La crise économique met les liens familiaux sous pression, car les parents ne peuvent plus subvenir aux besoins de leurs enfants, et encore moins satisfaire leurs désirs.
Les enfants éprouvent aussi de moins en moins de respect pour leurs parents. Les mères et les pères de tout le Liban se sentent coupables.
" Quand on voit baha'a travaillant avec son oncle, on a l'impression qu'il est déjà un homme .... bientôt, nous n'aurons plus aucune autorité sur lui... il dit déjà : 'Je peux faire ce que je veux'", explique Khetem.

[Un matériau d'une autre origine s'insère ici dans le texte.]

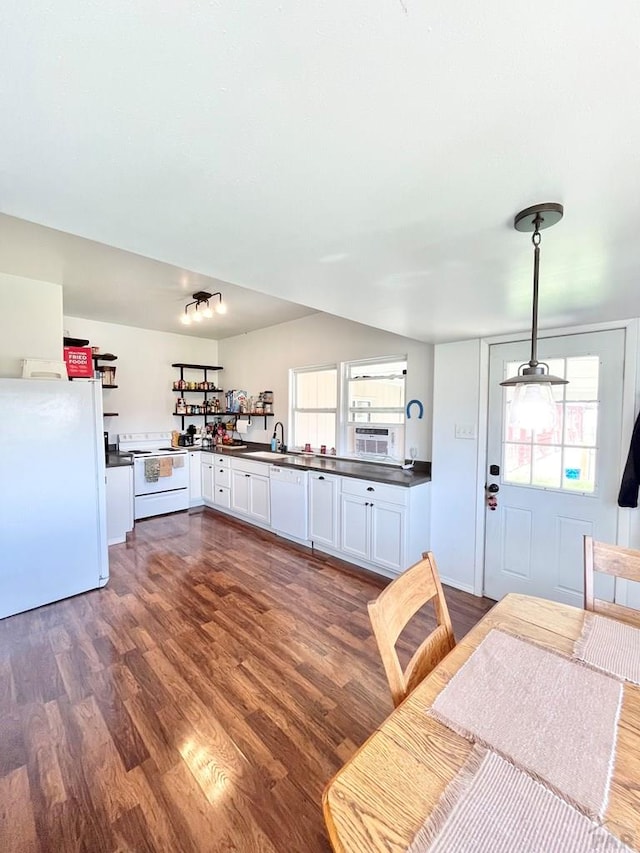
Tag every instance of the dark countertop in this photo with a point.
(342, 467)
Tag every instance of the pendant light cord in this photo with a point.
(535, 239)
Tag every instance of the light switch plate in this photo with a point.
(466, 431)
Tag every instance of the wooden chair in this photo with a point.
(609, 560)
(391, 612)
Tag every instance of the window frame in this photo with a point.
(343, 409)
(293, 408)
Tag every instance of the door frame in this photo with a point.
(630, 400)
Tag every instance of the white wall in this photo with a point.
(30, 322)
(454, 500)
(261, 360)
(143, 399)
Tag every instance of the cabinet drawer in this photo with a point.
(370, 490)
(251, 467)
(222, 476)
(222, 497)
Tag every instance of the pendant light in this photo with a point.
(533, 406)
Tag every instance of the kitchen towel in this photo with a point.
(549, 715)
(151, 470)
(493, 807)
(610, 646)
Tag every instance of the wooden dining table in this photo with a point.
(387, 790)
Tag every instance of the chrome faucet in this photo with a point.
(282, 445)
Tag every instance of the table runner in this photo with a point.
(550, 716)
(492, 807)
(610, 646)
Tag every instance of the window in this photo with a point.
(564, 455)
(374, 408)
(314, 403)
(368, 422)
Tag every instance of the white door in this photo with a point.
(259, 503)
(556, 485)
(387, 535)
(355, 531)
(240, 491)
(323, 509)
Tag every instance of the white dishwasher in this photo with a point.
(289, 501)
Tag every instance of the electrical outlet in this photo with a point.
(465, 431)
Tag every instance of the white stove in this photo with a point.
(160, 473)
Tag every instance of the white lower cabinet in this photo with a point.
(373, 531)
(250, 490)
(324, 518)
(206, 471)
(195, 478)
(119, 494)
(383, 526)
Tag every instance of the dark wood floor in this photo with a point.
(200, 702)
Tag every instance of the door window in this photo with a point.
(562, 455)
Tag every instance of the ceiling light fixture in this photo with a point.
(202, 308)
(533, 406)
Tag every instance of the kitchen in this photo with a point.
(145, 400)
(347, 177)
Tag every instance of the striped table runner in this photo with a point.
(492, 807)
(610, 646)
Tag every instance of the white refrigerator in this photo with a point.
(53, 533)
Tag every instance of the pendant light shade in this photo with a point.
(533, 406)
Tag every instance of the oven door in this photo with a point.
(152, 474)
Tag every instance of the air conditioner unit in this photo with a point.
(373, 441)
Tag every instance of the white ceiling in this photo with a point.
(361, 158)
(103, 283)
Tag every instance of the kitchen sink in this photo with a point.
(265, 454)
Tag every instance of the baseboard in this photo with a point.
(465, 587)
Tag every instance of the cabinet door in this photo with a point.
(195, 478)
(240, 484)
(259, 505)
(354, 526)
(388, 525)
(207, 481)
(323, 509)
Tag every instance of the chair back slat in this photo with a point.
(613, 560)
(393, 610)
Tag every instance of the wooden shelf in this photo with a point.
(197, 366)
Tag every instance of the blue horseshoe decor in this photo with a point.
(420, 408)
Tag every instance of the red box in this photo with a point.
(79, 362)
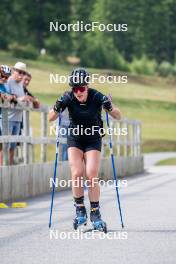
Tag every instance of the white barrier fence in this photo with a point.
(31, 179)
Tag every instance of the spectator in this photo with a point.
(5, 72)
(15, 87)
(26, 81)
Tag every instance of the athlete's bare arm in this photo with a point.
(115, 113)
(52, 116)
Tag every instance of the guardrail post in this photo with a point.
(5, 132)
(44, 126)
(26, 132)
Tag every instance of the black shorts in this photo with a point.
(84, 144)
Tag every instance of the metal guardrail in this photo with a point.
(128, 145)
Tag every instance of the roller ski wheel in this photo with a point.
(81, 217)
(97, 222)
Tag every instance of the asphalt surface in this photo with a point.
(149, 236)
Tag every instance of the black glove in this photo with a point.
(107, 105)
(58, 106)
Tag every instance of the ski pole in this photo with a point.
(55, 170)
(114, 171)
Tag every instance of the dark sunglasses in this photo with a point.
(21, 72)
(2, 76)
(81, 89)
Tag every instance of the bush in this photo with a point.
(143, 66)
(99, 54)
(165, 69)
(174, 70)
(25, 52)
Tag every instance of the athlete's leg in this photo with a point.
(92, 165)
(75, 157)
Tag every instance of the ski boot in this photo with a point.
(81, 216)
(97, 222)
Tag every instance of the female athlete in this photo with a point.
(84, 148)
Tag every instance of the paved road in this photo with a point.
(151, 159)
(149, 211)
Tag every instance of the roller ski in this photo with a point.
(97, 222)
(81, 216)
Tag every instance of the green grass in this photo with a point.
(152, 100)
(171, 161)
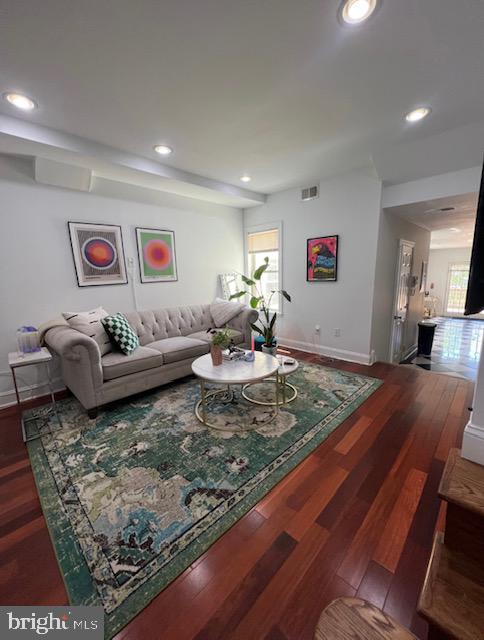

Son mari Mohamed ajoute qu'il se sent extrêmement fatigué et qu'il échoue à assumer son rôle de père.
"Nous sommes pieds et poings liés... Si nous ne sortons pas de la pauvreté, qu'adviendra-t-il de notre fils ? C'est à cela que je pense en tant que père", soupire Mohamed.
Les parents se sentent très frustrés parce qu'ils doivent faire des choix quant à ce qu'ils peuvent donner à leurs enfants.
Les études de l'UNICEF montrent également que 36 % des parents sont moins tolérants envers leurs enfants lorsque la structure familiale se désagrège.
Dans l'ensemble du pays, on observe une augmentation de la violence depuis le début de la crise économique parce que les habitants ne savent plus quoi faire pour assurer leur moyens de subsistance.
Cette situation a également des conséquences négatives sur les enfants, car la violence a souvent lieu dans les rues, entre les communautés, et dégénère parfois en conflits armés, ce qui empêche les enfants, en particulier les jeunes filles, de jouer dehors.
Depuis sept décennies, l'UNICEF travaille au Liban pour améliorer la vie des enfants et de leurs familles, quels que soient leur nationalité ou leur statut. Pour les soutenir en ces temps difficiles, l'UNICEF a élargi ses programmes et apporte une aide vitale aux enfants et aux jeunes de toutes nationalités. Nous protégeons leurs droits et les aidons à réaliser leur plein potentiel.
L'UNICEF a renforcé ses programmes de nutrition, de santé mentale et de protection des enfants les plus vulnérables.
Après les explosions à Beyrouth, nous sommes intervenus très rapidement. Nous avons distribué de la nourriture et des produits d'hygiène, apporté un soutien psychosocial, fourni une aide en espèces aux familles sinistrées et contribué à la restauration des installations sanitaires, des écoles et des infrastructures d'approvisionnement en eau. Nous avons également coordonné un programme de mobilisation des jeunes pour déblayer les décombres, réparer les maisons et distribuer des repas aux familles les plus vulnérables.
Une reprise économique inclusive soutenue par une réforme financière et la création d'emplois sera indispensable pour lutter contre la pauvreté des enfants au Liban, afin que des enfants comme les Baha'a puissent envisager l'avenir avec espoir et sérénité.